The ADL revealed that “at least 1,200” of these incidents had occurred on college and university campuses, adding that compared to the year before, there had been “about 200 incidents” on college and university campuses.

This comes after a wave of pro-Palestinian protests and encampments were established on university and college campuses such as George Washington University, Yale University, Columbia University, the University of Southern California, and the Massachusetts Institute of Technology, among others.

In January, the ADL revealed in a press release that in the three months following the attack on Israel, antisemitic incidents in the U.S. had skyrocketed more than 360 percent.

On October 7, 2023, Hamas terrorists attacked Israel by land, sea, and air, resulting in the murder of 1,200 Israelis and over 250 people being taken hostage.
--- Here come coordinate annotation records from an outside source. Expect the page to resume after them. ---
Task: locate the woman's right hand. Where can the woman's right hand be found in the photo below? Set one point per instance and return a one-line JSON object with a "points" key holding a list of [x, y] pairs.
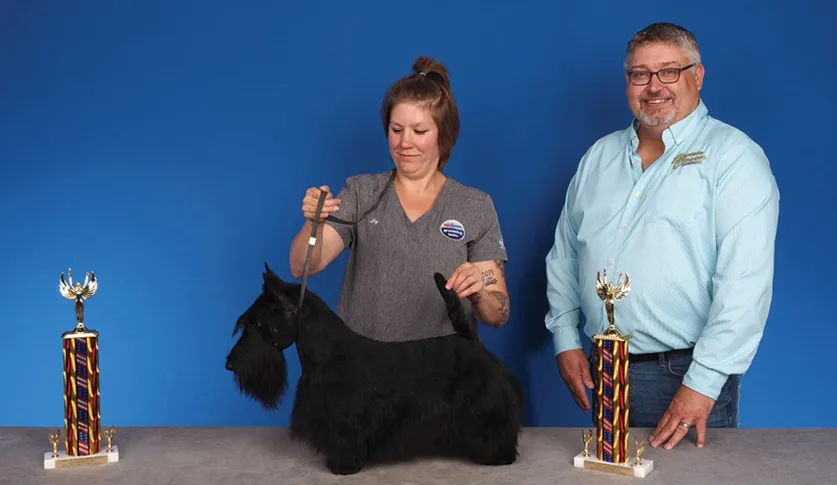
{"points": [[312, 198]]}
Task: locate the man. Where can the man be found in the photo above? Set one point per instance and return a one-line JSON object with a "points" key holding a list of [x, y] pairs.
{"points": [[687, 206]]}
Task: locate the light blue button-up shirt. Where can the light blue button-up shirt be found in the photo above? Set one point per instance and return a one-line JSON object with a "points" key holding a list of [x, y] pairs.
{"points": [[695, 233]]}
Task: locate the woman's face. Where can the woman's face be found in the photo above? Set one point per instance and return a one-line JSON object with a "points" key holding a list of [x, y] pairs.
{"points": [[413, 139]]}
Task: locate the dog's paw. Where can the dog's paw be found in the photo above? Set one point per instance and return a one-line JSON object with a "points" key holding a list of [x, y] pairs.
{"points": [[342, 466]]}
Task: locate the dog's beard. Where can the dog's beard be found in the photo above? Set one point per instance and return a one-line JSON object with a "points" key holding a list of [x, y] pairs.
{"points": [[260, 370]]}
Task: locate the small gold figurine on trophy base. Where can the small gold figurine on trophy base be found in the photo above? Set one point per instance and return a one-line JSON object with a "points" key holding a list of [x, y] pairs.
{"points": [[109, 432], [586, 438], [53, 440], [59, 459], [639, 468], [611, 396]]}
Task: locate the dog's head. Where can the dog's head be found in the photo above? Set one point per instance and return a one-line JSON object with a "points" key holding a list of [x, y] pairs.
{"points": [[267, 328]]}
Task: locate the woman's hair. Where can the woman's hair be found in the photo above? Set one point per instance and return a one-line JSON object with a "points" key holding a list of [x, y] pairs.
{"points": [[429, 84]]}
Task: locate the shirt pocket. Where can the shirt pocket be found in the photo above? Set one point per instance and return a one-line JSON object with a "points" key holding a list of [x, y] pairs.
{"points": [[679, 201]]}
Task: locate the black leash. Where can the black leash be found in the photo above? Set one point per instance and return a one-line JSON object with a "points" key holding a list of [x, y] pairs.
{"points": [[312, 240]]}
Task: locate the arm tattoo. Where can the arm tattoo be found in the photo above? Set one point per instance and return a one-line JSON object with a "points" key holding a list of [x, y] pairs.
{"points": [[488, 278], [504, 305], [501, 266]]}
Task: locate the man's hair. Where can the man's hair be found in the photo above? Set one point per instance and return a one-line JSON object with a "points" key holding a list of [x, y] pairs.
{"points": [[429, 85], [666, 33]]}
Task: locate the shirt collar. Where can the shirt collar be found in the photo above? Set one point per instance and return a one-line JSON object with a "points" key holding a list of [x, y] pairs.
{"points": [[678, 132]]}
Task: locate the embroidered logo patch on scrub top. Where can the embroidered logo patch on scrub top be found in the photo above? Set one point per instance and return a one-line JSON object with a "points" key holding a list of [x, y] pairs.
{"points": [[452, 229]]}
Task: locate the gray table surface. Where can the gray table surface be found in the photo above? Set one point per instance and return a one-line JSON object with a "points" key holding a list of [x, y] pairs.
{"points": [[265, 455]]}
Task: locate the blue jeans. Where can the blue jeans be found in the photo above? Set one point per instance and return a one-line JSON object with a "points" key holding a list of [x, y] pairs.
{"points": [[654, 383]]}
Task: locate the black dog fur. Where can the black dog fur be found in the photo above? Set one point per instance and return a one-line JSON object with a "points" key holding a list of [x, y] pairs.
{"points": [[361, 401]]}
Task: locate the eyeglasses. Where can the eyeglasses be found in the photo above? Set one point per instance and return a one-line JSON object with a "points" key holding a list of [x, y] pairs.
{"points": [[669, 75]]}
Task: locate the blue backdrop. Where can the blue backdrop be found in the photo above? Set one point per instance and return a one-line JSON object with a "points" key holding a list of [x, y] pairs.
{"points": [[167, 146]]}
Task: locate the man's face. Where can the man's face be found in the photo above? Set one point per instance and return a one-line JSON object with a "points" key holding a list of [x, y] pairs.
{"points": [[658, 103]]}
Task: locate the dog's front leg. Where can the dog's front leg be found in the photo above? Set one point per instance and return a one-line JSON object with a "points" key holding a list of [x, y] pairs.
{"points": [[347, 449]]}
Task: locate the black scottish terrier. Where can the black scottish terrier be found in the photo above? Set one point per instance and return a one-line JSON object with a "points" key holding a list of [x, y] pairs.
{"points": [[360, 401]]}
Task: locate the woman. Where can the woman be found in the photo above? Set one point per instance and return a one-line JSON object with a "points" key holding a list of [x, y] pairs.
{"points": [[411, 222]]}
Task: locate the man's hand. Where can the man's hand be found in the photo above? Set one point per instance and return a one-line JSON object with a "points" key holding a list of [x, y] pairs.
{"points": [[574, 369], [689, 407]]}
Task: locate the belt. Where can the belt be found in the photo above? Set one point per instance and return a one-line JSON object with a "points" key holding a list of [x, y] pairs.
{"points": [[656, 355]]}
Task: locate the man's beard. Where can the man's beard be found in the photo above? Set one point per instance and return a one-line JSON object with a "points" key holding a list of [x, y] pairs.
{"points": [[658, 118]]}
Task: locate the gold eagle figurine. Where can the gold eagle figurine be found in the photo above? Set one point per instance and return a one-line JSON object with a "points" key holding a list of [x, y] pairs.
{"points": [[78, 293]]}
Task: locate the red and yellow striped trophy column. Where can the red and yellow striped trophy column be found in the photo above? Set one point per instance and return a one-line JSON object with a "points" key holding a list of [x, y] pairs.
{"points": [[612, 394], [82, 417]]}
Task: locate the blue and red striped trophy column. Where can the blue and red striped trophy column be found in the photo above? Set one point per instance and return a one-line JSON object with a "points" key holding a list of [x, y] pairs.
{"points": [[82, 416], [612, 394], [82, 426]]}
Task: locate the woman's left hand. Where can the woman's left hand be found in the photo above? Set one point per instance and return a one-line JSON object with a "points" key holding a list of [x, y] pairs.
{"points": [[466, 280]]}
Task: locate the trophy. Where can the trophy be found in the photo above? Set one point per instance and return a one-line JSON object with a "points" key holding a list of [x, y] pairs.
{"points": [[82, 418], [612, 395]]}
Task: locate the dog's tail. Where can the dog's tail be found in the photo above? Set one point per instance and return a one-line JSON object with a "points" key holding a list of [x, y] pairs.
{"points": [[456, 311]]}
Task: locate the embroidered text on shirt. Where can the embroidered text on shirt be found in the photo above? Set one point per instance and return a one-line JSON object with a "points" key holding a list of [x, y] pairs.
{"points": [[688, 159]]}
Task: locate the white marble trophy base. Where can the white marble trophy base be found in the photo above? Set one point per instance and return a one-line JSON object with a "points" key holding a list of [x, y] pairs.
{"points": [[630, 468], [63, 460]]}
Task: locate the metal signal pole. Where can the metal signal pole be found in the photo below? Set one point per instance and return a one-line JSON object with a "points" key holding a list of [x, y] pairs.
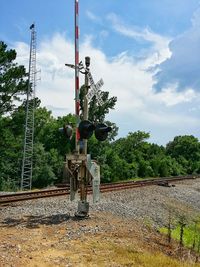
{"points": [[27, 163], [77, 99]]}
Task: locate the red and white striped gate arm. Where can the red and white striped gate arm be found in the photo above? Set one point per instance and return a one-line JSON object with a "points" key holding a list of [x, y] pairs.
{"points": [[77, 99]]}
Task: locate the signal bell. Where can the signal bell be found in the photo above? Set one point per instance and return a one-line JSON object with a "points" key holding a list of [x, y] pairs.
{"points": [[101, 131], [86, 129]]}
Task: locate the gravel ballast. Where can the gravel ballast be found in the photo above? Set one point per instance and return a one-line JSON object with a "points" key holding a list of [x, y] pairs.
{"points": [[150, 204]]}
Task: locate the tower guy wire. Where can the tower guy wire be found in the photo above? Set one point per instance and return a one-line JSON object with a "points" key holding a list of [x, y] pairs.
{"points": [[27, 162]]}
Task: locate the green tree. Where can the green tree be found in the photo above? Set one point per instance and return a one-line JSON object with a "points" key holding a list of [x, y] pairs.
{"points": [[13, 82]]}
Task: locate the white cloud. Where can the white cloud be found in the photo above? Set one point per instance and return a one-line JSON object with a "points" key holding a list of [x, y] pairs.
{"points": [[159, 43], [183, 67], [138, 107]]}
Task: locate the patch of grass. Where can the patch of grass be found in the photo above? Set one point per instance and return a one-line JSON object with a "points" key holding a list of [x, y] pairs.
{"points": [[191, 236]]}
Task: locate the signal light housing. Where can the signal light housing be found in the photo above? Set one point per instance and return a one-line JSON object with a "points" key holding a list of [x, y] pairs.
{"points": [[86, 129], [101, 131], [67, 131]]}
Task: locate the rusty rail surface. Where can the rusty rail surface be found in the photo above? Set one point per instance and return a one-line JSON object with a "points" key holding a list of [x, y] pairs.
{"points": [[108, 187]]}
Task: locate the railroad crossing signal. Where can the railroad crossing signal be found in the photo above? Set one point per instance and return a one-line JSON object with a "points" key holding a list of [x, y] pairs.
{"points": [[95, 88], [101, 131], [86, 129], [67, 131]]}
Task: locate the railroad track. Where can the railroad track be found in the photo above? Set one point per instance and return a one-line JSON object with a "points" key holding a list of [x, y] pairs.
{"points": [[22, 196]]}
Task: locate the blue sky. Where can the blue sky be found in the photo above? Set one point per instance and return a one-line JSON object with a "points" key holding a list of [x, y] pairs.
{"points": [[147, 53]]}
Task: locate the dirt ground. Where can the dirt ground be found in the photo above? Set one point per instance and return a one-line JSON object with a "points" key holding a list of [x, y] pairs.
{"points": [[100, 240]]}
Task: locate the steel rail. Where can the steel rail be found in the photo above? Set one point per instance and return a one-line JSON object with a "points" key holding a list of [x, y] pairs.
{"points": [[108, 187]]}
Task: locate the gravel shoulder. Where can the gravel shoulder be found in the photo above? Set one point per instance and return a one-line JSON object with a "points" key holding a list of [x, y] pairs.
{"points": [[44, 232]]}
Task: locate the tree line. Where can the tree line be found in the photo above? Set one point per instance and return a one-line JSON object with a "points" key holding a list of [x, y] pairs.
{"points": [[120, 159]]}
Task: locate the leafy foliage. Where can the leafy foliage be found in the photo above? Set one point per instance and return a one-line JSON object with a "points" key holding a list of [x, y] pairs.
{"points": [[128, 157], [12, 79]]}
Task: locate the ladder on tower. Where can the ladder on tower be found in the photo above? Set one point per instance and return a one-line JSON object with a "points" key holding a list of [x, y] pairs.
{"points": [[27, 162]]}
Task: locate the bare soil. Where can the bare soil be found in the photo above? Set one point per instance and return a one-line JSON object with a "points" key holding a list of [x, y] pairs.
{"points": [[103, 239]]}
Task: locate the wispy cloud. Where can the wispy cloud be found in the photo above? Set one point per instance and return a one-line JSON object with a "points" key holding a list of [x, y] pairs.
{"points": [[183, 67], [159, 43], [138, 105]]}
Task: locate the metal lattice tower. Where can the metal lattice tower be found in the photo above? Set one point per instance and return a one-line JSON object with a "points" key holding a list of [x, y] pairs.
{"points": [[27, 164]]}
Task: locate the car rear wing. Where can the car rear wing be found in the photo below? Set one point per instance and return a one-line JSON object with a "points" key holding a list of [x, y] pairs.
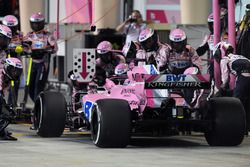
{"points": [[171, 81]]}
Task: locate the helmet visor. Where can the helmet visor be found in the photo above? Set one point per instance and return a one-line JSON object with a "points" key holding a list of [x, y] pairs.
{"points": [[4, 41], [37, 26]]}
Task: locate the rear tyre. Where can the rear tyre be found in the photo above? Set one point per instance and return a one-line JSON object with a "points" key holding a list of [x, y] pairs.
{"points": [[228, 122], [50, 114], [111, 123]]}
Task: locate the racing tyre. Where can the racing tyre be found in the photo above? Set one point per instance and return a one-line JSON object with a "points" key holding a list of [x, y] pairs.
{"points": [[228, 122], [111, 123], [50, 114]]}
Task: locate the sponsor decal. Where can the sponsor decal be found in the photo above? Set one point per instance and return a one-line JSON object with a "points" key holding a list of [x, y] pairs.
{"points": [[87, 109], [172, 77], [164, 85], [127, 91]]}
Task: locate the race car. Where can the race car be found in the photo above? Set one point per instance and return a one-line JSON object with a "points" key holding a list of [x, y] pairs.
{"points": [[147, 103]]}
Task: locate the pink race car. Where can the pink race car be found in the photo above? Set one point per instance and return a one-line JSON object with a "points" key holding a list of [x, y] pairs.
{"points": [[143, 102]]}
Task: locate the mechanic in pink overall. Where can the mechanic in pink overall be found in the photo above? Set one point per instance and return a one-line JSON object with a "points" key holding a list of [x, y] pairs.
{"points": [[237, 65], [152, 50], [42, 41], [107, 59], [129, 51], [208, 42], [10, 69], [17, 39]]}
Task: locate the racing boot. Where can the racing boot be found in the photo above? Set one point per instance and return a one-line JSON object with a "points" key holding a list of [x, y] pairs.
{"points": [[5, 135]]}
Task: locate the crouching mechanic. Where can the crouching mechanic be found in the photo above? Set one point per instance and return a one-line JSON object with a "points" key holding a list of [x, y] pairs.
{"points": [[107, 59], [239, 66], [10, 69], [152, 50]]}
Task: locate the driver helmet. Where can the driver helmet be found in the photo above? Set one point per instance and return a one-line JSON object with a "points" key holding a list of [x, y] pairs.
{"points": [[37, 21], [12, 22], [149, 40], [104, 49], [5, 36], [227, 47], [210, 20], [121, 69], [178, 40], [13, 68], [129, 50]]}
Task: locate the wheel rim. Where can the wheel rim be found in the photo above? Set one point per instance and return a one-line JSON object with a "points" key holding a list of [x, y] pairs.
{"points": [[96, 125]]}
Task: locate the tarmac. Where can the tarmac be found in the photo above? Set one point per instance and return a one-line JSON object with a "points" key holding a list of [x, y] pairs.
{"points": [[75, 149]]}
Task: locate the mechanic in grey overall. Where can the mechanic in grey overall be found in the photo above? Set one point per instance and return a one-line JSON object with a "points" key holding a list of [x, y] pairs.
{"points": [[239, 66]]}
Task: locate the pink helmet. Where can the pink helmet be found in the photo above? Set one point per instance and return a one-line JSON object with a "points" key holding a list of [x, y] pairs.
{"points": [[177, 35], [129, 49], [146, 34], [10, 21], [6, 31], [37, 22], [121, 69], [149, 40], [37, 17], [178, 40], [13, 68], [104, 47]]}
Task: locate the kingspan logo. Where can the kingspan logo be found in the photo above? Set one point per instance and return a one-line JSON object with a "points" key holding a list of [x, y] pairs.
{"points": [[174, 78]]}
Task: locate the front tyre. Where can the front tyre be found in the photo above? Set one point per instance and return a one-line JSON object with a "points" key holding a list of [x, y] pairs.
{"points": [[50, 114], [228, 122], [111, 123]]}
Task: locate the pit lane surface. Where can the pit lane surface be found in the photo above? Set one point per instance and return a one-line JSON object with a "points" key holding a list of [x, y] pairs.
{"points": [[75, 149]]}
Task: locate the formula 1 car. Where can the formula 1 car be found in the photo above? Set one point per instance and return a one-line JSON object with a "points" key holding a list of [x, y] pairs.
{"points": [[147, 103]]}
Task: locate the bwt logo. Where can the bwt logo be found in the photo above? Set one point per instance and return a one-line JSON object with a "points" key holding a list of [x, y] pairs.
{"points": [[172, 77]]}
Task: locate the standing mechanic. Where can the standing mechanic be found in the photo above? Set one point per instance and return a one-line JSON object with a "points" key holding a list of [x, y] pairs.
{"points": [[239, 66], [43, 45], [17, 39], [10, 69]]}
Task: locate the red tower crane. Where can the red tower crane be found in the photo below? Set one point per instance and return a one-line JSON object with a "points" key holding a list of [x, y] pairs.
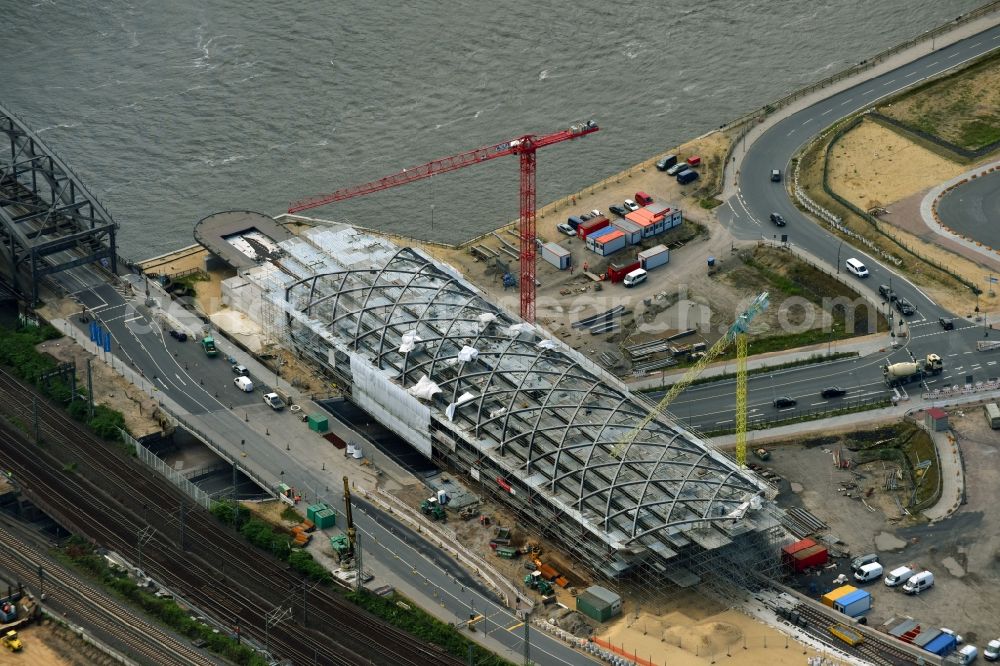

While some hostages have been released, roughly 101 hostages remain.

Breitbart News’s Joel Pollak has previously reported that Greenblatt has turned the ADL from being a “credible civil rights organization into a partisan attack machine that undermines civil rights and encourages further division” in the U.S.

The ADL has also hyped up claims of antisemitism against conservatives and former President Donald Trump.

As Breitbart News previously reported, while Trump was in office, Democrats, the news media, and Greenblatt cast blame on Trump for the “rising antisemitism” in the U.S. in 2017, and included “hoax bomb threats” in its statistics on antisemitism:

Much of the reported rise in antisemitism in early 2017 had to do with hoax bomb threats phoned into Jewish community centers across the country. The major culprit turned out to be a troubled Jewish teenager living in Israel. Another was an African-American former journalist who supported Sen. Bernie Sanders (I-VT). That did not stop left-wing Jewish groups from continuing to suggest that Trump and his supporters were somehow responsible.

Reason.com noted that in addition to the ADL’s numbers including fake bomb threats, the Trump administration consisted of “some very strong opponents of anti-Antisemitism,” such as former U.N. Ambassador Nikki Haley, and Kenneth Marcus, the former Assistant Secretary of Education for Civil Rights.